FAA gives Boeing 90 days to develop plan

- By Mark Walker

The Federal Aviation Administra­tion said Wednesday that it had asked Boeing to provide the agency with a “comprehens­ive action plan” to address quality control issues within 90 days, the regulator’s latest push for safety improvemen­ts after a panel came off a Boeing 737 Max 9 jet in flight in early January.

The FAA administra­tor, Mike Whitaker, made the request Tuesday when he met with Boeing’s CEO, Dave Calhoun, and other company officials for what the agency described as an “all-day safety discussion.”

“Boeing must commit to real and profound improvemen­ts,” Whitaker said in a statement. “Making foundation­al change will require a sustained effort from Boeing’s leadership, and we are going to hold them accountabl­e every step of the way, with mutually understood milestones and expectatio­ns.”

In a statement, Calhoun said the plane maker had “a clear picture of what needs to be done.”

“Boeing will develop the comprehens­ive action plan with measurable criteria that demonstrat­es the profound change that Administra­tor Whitaker and the FAA demand,” Calhoun said. “Our Boeing leadership team is totally committed to meeting this challenge.”

The meeting Tuesday, which took place at the FAA’S headquarte­rs in Washington, came two weeks after Whitaker toured Boeing’s 737 plant in Renton, Wash. During his visit, Whitaker spoke with Boeing engineers and mechanics to try to get a better sense of the safety culture at the factory. The FAA said after his visit that Whitaker planned to discuss what he saw during his visit when he met with Boeing executives in Washington.

On Monday, the FAA released a report by a panel of experts that found that Boeing’s safety culture remained flawed, despite improvemen­ts made after fatal 737 Max 8 crashes in 2018 and 2019. The report, which was mandated by Congress, had been in the works before the harrowing episode in January involving the Max 9.

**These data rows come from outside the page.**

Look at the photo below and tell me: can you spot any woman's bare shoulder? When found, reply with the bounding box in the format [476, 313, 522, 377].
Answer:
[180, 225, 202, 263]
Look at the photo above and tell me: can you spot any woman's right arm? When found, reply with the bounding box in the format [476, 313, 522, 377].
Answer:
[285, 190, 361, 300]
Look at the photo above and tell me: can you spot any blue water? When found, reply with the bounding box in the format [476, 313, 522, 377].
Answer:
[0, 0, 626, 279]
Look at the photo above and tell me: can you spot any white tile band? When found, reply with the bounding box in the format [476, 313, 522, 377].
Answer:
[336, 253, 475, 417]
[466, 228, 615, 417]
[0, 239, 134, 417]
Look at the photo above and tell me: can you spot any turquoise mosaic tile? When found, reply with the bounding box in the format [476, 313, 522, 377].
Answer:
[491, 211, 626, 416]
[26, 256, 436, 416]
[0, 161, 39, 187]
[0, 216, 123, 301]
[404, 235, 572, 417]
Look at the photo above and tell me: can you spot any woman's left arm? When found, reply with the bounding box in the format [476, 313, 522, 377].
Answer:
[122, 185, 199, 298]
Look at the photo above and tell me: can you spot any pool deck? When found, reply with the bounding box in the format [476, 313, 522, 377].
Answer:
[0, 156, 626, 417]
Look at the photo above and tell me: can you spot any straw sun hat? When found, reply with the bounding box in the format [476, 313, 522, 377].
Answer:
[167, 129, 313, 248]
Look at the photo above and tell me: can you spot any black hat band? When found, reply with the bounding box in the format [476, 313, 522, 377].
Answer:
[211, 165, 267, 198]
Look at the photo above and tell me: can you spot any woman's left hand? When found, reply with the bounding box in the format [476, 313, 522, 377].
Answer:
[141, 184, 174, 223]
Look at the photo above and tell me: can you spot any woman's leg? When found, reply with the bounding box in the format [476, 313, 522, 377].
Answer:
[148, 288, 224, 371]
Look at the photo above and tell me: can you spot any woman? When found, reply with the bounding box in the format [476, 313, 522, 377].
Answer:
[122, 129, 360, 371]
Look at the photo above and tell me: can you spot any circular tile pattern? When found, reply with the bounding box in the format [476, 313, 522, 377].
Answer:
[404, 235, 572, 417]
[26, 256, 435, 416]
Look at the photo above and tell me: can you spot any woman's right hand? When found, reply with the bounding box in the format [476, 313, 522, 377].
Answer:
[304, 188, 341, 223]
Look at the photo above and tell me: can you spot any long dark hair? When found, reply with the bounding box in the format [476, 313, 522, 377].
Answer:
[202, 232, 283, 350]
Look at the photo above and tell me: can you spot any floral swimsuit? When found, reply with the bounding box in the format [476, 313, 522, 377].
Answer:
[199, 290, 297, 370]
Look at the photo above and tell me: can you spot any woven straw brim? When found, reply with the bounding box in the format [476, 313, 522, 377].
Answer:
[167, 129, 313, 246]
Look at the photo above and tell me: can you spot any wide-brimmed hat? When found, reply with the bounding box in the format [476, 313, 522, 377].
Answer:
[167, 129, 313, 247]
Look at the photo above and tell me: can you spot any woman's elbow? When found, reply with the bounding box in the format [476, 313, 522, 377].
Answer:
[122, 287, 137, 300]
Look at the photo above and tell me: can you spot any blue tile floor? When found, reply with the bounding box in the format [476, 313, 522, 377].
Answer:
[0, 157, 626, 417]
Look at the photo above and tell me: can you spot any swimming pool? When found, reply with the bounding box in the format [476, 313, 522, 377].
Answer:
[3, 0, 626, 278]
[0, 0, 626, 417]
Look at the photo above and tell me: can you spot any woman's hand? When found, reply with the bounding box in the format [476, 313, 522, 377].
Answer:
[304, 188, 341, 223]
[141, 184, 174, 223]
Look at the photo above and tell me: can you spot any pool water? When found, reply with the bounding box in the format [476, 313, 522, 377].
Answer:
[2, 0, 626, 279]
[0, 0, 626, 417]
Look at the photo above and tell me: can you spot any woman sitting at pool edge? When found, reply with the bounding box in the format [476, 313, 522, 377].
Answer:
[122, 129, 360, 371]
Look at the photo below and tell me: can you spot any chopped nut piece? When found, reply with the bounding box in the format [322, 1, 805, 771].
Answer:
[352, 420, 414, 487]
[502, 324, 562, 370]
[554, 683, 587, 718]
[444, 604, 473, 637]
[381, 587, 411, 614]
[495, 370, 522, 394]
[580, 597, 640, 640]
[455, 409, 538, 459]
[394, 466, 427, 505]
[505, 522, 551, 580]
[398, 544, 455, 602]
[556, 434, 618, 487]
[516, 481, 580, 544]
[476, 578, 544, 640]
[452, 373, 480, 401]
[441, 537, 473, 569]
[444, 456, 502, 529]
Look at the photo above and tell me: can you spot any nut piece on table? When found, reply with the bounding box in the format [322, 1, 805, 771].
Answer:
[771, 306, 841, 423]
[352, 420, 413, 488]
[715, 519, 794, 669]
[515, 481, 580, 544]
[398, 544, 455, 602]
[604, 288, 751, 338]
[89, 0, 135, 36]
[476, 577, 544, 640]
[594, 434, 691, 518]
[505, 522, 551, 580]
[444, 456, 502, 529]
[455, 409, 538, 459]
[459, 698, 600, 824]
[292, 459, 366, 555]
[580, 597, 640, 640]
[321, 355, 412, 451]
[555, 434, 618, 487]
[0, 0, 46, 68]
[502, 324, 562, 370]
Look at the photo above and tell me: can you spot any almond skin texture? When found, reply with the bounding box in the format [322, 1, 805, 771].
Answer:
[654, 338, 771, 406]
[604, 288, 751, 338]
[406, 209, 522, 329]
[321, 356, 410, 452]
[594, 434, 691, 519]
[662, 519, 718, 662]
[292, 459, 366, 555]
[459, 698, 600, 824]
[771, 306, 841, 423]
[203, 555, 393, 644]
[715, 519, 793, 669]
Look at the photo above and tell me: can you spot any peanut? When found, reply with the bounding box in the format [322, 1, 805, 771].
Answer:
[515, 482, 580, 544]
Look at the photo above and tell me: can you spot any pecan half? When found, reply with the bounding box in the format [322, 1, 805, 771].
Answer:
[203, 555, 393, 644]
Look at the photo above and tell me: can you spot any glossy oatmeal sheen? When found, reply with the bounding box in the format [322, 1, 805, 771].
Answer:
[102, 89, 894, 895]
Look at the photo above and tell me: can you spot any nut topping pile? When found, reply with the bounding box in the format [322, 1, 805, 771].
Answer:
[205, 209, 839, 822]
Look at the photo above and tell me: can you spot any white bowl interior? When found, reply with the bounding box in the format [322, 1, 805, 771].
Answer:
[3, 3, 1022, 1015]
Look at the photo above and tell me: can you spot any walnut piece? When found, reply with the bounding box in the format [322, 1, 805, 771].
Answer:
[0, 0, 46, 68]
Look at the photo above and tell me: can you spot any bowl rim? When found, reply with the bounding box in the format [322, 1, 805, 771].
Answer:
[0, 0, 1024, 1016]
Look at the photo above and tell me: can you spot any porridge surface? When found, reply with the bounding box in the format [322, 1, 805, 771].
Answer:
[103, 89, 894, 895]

Boeing has come under another wave of scrutiny after that episode, which occurred shortly after an Alaska Airlines flight took off from Portland, Ore. No one was seriously injured when the panel, known as a door plug, came off

the plane, but the FAA quickly grounded similar Max 9 jets. The regulator gave the green light for those planes to resume flying later in January.

In a preliminar­y report released this month, the National Transporta­tion Safety Board said that the four bolts used to secure the panel that ultimately blew off the plane had been removed at Boeing’s factory in Renton, and it suggested that the bolts may not have been reinstalle­d.

Since the episode, the FAA has taken an aggressive posture toward Boeing, banning the company from expanding production of the 737 Max series until quality control issues are addressed. The agency also began auditing the company’s production of the Max and opened an investigat­ion into the plane maker’s compliance with manufactur­ing requiremen­ts.

Last month, Boeing announced changes to its quality control processes, including increasing inspection­s at its own factory and at a key supplier, Spirit Aerosystem­s, which makes the 737 Max’s fuselage, or body. Boeing also announced a series of leadership changes in its commercial airplanes unit last week.